Seoul Station, prequel del già stupefacente Train to Busan, da ancora più spazio alla critica sociale e alla descrizione di una Corea in pieno sviluppo tecnologico a cui poco importa di chi non tiene il passo con esso.


Il film è sicuramente in debito con il cinema Romeriano, sia nell’utilizzo dello zombie per descrivere uno spaccato sociale, sia per aver ambientato l’intero arco narrattivo in un’unica notte, come appunto Night Of The Living Dead di George A. Romero

L’ambientazione, ovvero il luogo da cui avrà inizio il contagio, è la stazione di Seoul, simbolo della ricchezza economica del paese e, contemporaneamente, rifugio dei senzatetto. Questi ultimi sono considerati emarginati dalla stessa popolazione di Seoul; è eloquente la scena dell’anziano ferito che muore circondato da persone che volutamente lo ignorano. Sarà lui a scatenare l’epidemia quasi come una sorta di conseguenza al comportamento disumano della società stessa. Nel frattempo seguiamo anche le vicende di un ex prostituta fuggita dal suo protettore, che con l’aiuto di un altro senzatetto, tenterà di ricongiungersi al suo ragazzo e a suo padre, venuto in città per riportarla a casa. 
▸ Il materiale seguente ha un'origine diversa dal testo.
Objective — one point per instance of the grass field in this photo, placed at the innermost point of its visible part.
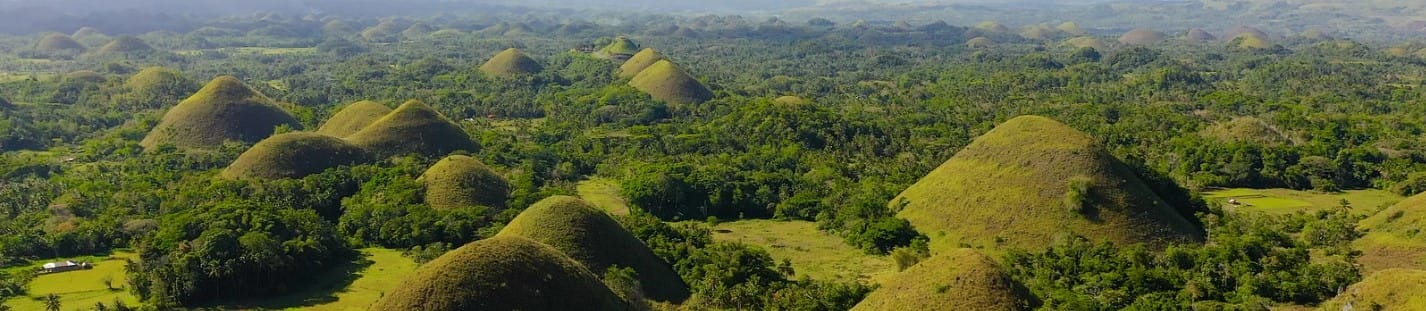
(1282, 200)
(812, 251)
(352, 287)
(603, 193)
(79, 290)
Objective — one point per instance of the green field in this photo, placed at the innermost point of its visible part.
(603, 193)
(1282, 200)
(79, 290)
(352, 287)
(813, 253)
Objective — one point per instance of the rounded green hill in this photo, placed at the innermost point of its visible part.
(1031, 181)
(1245, 130)
(511, 63)
(980, 43)
(1141, 36)
(126, 44)
(957, 280)
(592, 237)
(639, 62)
(464, 181)
(1383, 290)
(57, 42)
(668, 82)
(1199, 34)
(502, 273)
(1087, 42)
(412, 129)
(354, 117)
(223, 110)
(1393, 238)
(622, 46)
(294, 156)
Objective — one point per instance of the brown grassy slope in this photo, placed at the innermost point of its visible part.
(464, 181)
(957, 280)
(502, 273)
(592, 237)
(1008, 189)
(223, 110)
(354, 117)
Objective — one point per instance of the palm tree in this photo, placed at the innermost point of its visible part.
(52, 303)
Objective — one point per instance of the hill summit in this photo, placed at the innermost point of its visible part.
(511, 63)
(502, 273)
(668, 82)
(592, 237)
(464, 181)
(1033, 180)
(639, 62)
(223, 110)
(294, 156)
(354, 117)
(957, 280)
(412, 129)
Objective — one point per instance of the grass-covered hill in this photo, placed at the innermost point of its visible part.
(464, 181)
(1031, 181)
(354, 117)
(294, 156)
(957, 280)
(502, 273)
(1199, 34)
(126, 44)
(412, 129)
(668, 82)
(639, 62)
(509, 63)
(223, 110)
(592, 237)
(1087, 42)
(1141, 36)
(1247, 130)
(621, 46)
(1383, 290)
(57, 42)
(1393, 237)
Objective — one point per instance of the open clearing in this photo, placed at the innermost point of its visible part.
(603, 193)
(813, 253)
(352, 287)
(79, 290)
(1282, 200)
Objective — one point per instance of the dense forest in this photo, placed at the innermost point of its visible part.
(193, 149)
La potenza di questo film sta tutto nella messa in scena, sporca e degradante, descrive una Seoul marcia ancor prima che inizi l’epidemia. Il totale pessimismo con cui il regista descrive la sua città è disarmante, e il quadro che ne emerge è di un paese che ha perso la sua umanità per rincorrere un ideale edonista

Per quanto riguarda il lato tecnico Yeun Sang Ho opta per un’animazione grezza ma efficace accostata a fondali curati e ben disegnati, così da far risaltare la violenza perpetrata da alcuni personaggi. 

Il film in definitiva è davvero straordinario, un degno prequel con ottimi personaggi e un horror d’animazione che non mancherà dallo scioccarvi, soprattutto nel colpo di scena finale. 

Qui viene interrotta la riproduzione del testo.